There are many times in Israel's history when God used the weak, or those who were presumed to be weak, to confound the wise. Such is the case of Deborah. Deborah was a prophetess. You don't have to be strong to be a prophet, you just have to be able to see God and his works. Deborah had that ability where Barak did not. When she told him to go up against the deadly Sisera because God would make him successful, he refuses to go unless she goes with him. He knew he needed someone who could see what God was doing if he could not. Deborah says she will go with him, but the honor will not be his because he has relegated his role to a woman. So she sings:
"Village life in Israel ceased,
ceased until I, Deborah, arose,
arose a mother in Israel," - Judges 5:7 NIV
As if to emphasize that it was the women who deserve the honor, when the Canaanites are routed and Sisera escapes, it is another woman, Jael, that has the guts to drive a tent peg through his temple.
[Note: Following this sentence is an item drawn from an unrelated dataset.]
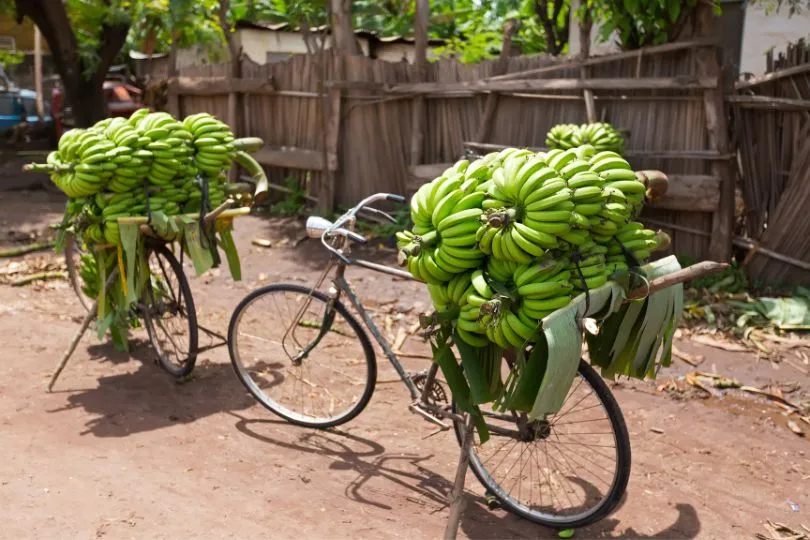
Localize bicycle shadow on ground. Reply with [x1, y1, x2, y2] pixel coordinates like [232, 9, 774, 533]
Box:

Deborah's song recognizes Jael as well.
"Most blessed of women be Jael,
the wife of Heber the Kenite,
most blessed of tent-dwelling women.
He asked for water, and she gave him milk;
in a bowl fit for nobles she brought him curdled milk.
Her hand reached for the tent peg,
her right hand for the workman's hammer.
She struck Sisera, she crushed his head,
she shattered and pierced his temple.
At her feet he sank,
he fell; there he lay.
At her feet he sank, he fell;
where he sank, there he fell-dead." - Judges 5:24-27 NIV
Deborah's song ends with an acknowledgement:
"So may all your enemies perish, O LORD!
But may they who love you be like the sun
when it rises in its strength."
Then the land had peace forty years. - Judges 5:31 NIV
In Deborah's song, she recognizes that it wasn't that the women were strong, they were just willing vessels who loved the Lord God.